In contrast to the uncertainty about the hoşafs, we can determine all of the sherbets produced in the helvahâne. These are violet, rose, rose and lemon, red rose, water lily, karabaş (Lavandula stoechas), mulberry, jujube, quince, quince leaf, sour cherry, tamarind, calendula, usul, dinarî and fumitory, and eczâ (medicinal) sherbet obtained from various herbal mixtures114. Sherbets brought from the provinces included hummas from Egypt, rhubarb (Rheum ribes) from Damascus, pomegranate from Bursa and barberry from Edirne, as well as red rose and rose-lemon sherbets from Edirne115. Lemon juice (limon suyu), which can be considered a sort of sherbet, though made at the palace, was made from lemons procured from the islands of Kos and Chios as well as the town of Alanya, considered the greatest centers of citrus production of the period116. On hot summer days, snow collected in winter from Istanbul and stored, and ice from Uludağ near Bursa was added to cool the drinks117. The great majority of the sherbets produced in the helvahâne were for day-to-day consumption, but several others not mentioned here were used in the treatment of illness118.
Boza was produced in quite large amounts in the palace. Records concerning boza in the kitchen records are limited the amount of rice procured for boza making.
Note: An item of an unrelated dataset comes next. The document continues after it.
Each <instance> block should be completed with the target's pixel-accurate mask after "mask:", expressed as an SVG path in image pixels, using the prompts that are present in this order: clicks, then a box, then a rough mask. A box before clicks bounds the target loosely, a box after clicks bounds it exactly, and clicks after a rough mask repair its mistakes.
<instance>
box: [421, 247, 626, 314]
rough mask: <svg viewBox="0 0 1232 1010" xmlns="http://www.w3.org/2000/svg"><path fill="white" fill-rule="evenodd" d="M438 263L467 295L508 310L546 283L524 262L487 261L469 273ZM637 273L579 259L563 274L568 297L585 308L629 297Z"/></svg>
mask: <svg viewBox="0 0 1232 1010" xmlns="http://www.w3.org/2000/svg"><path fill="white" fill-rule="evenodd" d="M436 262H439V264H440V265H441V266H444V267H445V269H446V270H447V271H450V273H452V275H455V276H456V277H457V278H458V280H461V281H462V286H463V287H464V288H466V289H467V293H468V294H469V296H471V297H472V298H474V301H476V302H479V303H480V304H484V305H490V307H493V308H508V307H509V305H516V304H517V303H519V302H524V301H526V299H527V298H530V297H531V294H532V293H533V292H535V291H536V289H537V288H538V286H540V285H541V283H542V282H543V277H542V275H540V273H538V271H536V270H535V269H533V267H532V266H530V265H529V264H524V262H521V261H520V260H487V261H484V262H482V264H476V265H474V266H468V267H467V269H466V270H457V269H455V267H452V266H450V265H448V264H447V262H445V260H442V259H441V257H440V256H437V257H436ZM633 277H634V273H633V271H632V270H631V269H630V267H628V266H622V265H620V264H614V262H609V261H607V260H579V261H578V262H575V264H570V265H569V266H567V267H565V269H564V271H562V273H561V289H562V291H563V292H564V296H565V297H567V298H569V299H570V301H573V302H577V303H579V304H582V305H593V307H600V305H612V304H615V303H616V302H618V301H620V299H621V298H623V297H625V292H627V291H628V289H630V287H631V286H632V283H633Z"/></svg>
In 260 kile (6.7 tons) in 1626, 293 kile (7.5 tons) in 1631 and 151 kile (3.9 tons) in 1638 were used in the production of this drink119. These high numbers indicate that the drinking of boza held a significant place in palace culture.
Coffee became available in Istanbul in the mid 16th century and as it became popular over a short period, a whole culture grew up around its consumption120. However it is not known precisely when the residents of the palace became acquainted with it. The first records in the kitchen registers concerning this luxury item are from the first half of the 17th century, and show the procurement of sugar for coffee121. Coffee was undoubtedly brought from Egypt for the palace residents during this period122, but as it was not paid for out of the kitchen budget, the amounts and prices are not included in the bookkeeping. It was only in the second half of the 17th century that payment for coffee began to be taken from the kitchen budget123. The drinking of coffee was the exclusive privilege of an elite group made up of the sultan, the mother of the sultan, the upper ranks in the harem, the members of the Divan and the palace lords124.